We report the conductance and average current through a triple-quantum-dot interferometer coupled with two ferromagnetic leads using the nonequilibrium Green’s function. The results show that the interference between the resonant process and the non-resonant process leads to the formation of Fano resonance. More Fano resonances can be observed by applying a time-dependent external field. As a Zeeman magnetic field is applied, the spin-up electron transport is depressed in a certain range of electron energy levels. A spin-polarized pulse device can be realized by adjusting the spin polarization parameters of ferromagnetic leads.
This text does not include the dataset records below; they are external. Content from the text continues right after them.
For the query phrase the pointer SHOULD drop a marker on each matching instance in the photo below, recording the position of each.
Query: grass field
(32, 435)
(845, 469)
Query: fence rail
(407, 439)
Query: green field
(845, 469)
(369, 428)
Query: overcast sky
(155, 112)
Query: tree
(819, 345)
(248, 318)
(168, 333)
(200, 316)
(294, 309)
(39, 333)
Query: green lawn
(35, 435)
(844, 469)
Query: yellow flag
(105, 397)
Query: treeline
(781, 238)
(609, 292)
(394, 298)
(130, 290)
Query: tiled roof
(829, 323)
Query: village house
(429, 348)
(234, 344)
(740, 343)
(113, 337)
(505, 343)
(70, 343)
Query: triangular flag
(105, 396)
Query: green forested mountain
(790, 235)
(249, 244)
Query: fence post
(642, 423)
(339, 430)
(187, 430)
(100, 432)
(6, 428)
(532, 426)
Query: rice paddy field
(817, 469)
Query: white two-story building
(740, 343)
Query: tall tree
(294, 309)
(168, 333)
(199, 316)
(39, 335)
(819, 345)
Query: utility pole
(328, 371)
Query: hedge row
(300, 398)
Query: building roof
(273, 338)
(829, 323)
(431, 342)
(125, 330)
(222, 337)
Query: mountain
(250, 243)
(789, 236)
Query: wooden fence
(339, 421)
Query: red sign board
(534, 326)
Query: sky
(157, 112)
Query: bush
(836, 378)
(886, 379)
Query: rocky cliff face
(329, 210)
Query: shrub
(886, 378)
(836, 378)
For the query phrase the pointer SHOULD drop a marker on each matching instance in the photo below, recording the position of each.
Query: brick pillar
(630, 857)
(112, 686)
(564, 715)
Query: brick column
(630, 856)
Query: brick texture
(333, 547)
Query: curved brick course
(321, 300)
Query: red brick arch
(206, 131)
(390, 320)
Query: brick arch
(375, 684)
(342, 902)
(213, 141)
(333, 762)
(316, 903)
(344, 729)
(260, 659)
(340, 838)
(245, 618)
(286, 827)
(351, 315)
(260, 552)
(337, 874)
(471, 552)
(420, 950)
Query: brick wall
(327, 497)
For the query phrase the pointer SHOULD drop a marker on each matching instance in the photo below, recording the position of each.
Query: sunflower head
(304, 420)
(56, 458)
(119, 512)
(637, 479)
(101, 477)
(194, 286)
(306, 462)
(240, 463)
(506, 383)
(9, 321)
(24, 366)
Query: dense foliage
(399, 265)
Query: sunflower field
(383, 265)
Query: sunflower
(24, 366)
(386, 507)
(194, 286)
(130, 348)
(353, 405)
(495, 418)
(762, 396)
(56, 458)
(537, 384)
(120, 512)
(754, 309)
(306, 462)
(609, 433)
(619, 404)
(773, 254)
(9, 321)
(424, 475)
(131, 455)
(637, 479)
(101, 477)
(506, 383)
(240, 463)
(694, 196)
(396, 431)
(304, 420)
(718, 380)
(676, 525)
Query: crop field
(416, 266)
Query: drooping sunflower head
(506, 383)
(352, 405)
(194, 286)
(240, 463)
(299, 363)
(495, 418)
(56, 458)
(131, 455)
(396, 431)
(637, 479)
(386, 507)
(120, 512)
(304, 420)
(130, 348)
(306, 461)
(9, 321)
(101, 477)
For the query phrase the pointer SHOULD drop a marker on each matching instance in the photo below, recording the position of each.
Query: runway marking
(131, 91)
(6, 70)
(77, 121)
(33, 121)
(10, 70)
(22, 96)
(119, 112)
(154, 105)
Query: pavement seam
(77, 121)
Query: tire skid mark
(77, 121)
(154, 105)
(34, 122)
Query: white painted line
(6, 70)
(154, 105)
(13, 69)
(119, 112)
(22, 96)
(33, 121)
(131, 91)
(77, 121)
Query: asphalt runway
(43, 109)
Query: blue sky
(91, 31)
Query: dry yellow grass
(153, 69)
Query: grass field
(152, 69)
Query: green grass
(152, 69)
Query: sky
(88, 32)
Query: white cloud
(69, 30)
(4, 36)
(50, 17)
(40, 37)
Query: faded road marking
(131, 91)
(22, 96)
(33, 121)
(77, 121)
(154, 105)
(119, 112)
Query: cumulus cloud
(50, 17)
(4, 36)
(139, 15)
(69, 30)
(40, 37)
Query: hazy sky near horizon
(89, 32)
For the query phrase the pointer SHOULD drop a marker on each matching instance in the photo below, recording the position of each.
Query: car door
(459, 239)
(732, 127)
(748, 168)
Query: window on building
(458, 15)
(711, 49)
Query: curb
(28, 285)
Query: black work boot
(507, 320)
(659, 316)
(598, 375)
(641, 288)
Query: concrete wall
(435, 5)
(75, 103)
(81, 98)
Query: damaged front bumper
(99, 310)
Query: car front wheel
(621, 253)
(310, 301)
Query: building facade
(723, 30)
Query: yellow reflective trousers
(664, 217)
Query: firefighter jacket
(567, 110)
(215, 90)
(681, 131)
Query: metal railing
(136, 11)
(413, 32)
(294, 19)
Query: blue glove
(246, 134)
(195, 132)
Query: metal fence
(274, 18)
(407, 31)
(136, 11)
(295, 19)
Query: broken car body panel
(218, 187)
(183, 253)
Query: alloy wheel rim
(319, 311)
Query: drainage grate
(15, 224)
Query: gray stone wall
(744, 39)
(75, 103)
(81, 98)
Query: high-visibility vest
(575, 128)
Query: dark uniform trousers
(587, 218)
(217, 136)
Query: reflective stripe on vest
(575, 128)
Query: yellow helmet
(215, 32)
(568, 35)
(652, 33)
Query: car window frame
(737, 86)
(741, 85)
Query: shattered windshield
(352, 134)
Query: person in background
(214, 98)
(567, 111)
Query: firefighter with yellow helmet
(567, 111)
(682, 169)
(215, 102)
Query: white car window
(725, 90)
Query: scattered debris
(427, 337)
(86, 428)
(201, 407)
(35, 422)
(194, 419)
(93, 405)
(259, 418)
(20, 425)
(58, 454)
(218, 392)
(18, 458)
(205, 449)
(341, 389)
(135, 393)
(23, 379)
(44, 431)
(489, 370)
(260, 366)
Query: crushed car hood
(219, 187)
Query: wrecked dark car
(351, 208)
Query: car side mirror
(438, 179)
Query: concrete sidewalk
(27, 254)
Moreover, the I–V characteristic curves show that under the influence of Fano resonance, the spin polarization is significantly enhanced by applying a relatively large reverse bias voltage. These results strongly suggest that the spin-polarized pulse device can be potentially applied as a spin-dependent quantum device.

我们使用非平衡格林函数报告通过三量子点干涉仪与两个铁磁引线耦合的电导和平均电流。结果表明，共振过程和非共振过程的干涉导致了Fano共振的形成。通过应用与时间相关的外部场，可以观察到更多的 Fano 共振。当施加塞曼磁场时，自旋电子传输在一定的电子能级范围内被抑制。通过调整铁磁导线的自旋极化参数，可以实现自旋极化脉冲器件。此外，I - V特性曲线表明，在Fano共振的影响下，通过施加较大的反向偏压，自旋极化显着增强。这些结果强烈表明自旋极化脉冲器件可以潜在地用作自旋相关的量子器件。